Jak szybko rozkłada się martwe ciało?

 

 

 

Gdy człowiek umiera i zostaje pogrzebany według obrządku chrześcijańskiego, jak to jest przyjęte w naszym kręgu kulturowym, duchowny wypowiada przed spuszczeniem trumny do grobu powszechnie znane słowa: „Ponieważ Bóg Wszechmogący powołał duszę swego sługi do siebie, oddajemy Mu ciało sługi Jego, gdyż z prochu powstał i w proch się obróci”. Za pomocą tego obrazowego zdania Kościół chce uświadomić obecnym przy pogrzebie prawdę najprostszą, ale przy tym bardzo gorzką, którą najchętniej wypieramy z naszej świadomości:, że nasze życie na ziemi ma swój kres, i że nasze ciało rozpada się po to, aby powrócić w innej postaci w odwiecznym cyklu przyrody. Ten naturalny rozpad zwłok, ich obracanie się w proch, jest procesem trwającym wiele lat. Najpierw ulegają rozkładowi części miękkie: wątroba, nerki, płuca, jelita, mózg i mięśnie; następnie tkanki łączne: chrząstki, ścięgna i wiązania. Na samym końcu rozpada się najtrwalsza część ciała, a mianowicie szkielet.
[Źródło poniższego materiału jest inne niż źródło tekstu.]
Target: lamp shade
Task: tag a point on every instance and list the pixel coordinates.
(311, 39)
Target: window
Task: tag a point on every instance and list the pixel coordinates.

Czas pełnego rozkładu ciała zależny jest od części świata, strefy klimatycznej i geograficznej. Oczywiście różnice występują również w jednej okolicy, a nawet w jednym grobie. W Europie Środkowej proces ten przebiega przeciętnie w następującym czasie:

części miękkie …….. 3 do 4 lat

tkanka łączna ……… 5 do 7 lat

szkielet ………………. dziesiątki lat

Jak wspomnieliśmy, odstępstwa od tych średnich wartości są bardzo częste.Świadczą o tym sensacyjne znaleziska szkieletów ludzi prehistorycznych odkryte w Afryce i Azji. Przetrwały one miliony lat. W wyjątkowych wypadkach zachowały się również całe zwłoki – są to mumie naturalne.